The Philadelphia Public Ledger says:

"As the great ages attributed to men have been doubted, and with good reason in many cases, it is not surprising to find the Prussian chief forester denying that trees grow to be a thousand years old. His researches put the extreme age of the pine at 570 years; of the larch at 429, the oak 410, and the red beech 245. There is a linden tree in Wurtemberg which is shown by local chronicles to be at least 438 years old, for in 1448 it was so old that it had to have its branches propped up. Seven horizontal branches are now sustained by stone columns, but the trunk is a mere shell, supported by internal as well as external masonry. It is said that the pine tree, although it reaches the greatest age in a sound condition, decays more rapidly when its decline sets in. The oak and some other trees continue to vegetate when reduced to mere shells".
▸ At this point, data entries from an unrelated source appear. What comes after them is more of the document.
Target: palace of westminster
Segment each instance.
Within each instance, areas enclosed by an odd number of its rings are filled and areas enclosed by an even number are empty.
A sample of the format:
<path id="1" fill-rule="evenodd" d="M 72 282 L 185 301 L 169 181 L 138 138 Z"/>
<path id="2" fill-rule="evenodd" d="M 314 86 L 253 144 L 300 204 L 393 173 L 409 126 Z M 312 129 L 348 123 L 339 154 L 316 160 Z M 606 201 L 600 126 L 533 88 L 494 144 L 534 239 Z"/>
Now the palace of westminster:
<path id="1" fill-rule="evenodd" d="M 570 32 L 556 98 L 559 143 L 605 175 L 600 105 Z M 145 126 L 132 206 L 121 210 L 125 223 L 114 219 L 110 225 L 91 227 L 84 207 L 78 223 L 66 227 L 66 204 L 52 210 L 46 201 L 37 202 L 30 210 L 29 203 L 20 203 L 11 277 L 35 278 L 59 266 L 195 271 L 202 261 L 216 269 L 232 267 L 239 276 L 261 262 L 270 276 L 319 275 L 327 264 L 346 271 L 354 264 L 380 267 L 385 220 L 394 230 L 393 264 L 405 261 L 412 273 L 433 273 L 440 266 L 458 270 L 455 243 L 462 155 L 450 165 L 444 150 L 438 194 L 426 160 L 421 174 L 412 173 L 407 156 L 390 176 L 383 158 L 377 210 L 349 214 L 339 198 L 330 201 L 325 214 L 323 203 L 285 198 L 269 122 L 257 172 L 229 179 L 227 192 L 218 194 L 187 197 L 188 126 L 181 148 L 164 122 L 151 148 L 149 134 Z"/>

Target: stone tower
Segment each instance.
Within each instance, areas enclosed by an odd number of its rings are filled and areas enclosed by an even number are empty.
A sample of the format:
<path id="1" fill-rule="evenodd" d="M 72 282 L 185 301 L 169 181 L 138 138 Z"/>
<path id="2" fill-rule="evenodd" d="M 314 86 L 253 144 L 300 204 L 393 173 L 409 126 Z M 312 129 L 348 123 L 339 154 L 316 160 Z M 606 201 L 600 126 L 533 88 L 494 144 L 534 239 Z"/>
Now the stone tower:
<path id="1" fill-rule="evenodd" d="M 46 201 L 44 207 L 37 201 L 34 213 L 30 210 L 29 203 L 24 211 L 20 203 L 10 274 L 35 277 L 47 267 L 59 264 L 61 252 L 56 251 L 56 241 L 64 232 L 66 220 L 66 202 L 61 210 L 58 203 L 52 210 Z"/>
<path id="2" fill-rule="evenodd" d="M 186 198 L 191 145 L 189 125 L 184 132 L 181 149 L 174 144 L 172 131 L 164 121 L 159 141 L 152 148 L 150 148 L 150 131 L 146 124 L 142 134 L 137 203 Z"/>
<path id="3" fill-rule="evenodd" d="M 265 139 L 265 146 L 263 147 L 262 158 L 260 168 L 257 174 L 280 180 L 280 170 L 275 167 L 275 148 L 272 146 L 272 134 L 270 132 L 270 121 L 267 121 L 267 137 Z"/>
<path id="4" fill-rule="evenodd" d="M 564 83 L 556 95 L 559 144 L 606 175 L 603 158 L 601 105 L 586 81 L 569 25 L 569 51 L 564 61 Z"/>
This is what the Gardeners' Monthly has been contending for in connection with American forestry, where trees have a less tenure of life than in the more favorable climates of Europe. There are in America, as well as in the Old World, individual cases of trees, as well as of human beings, going on to a great age; but when we are asked for the average duration of life in the trees of the American forest, we may give in round numbers two hundred years as about the figure. For this reason the efforts that are being continually made for the preservation of our old forests, should be transferred to the planting of new ones.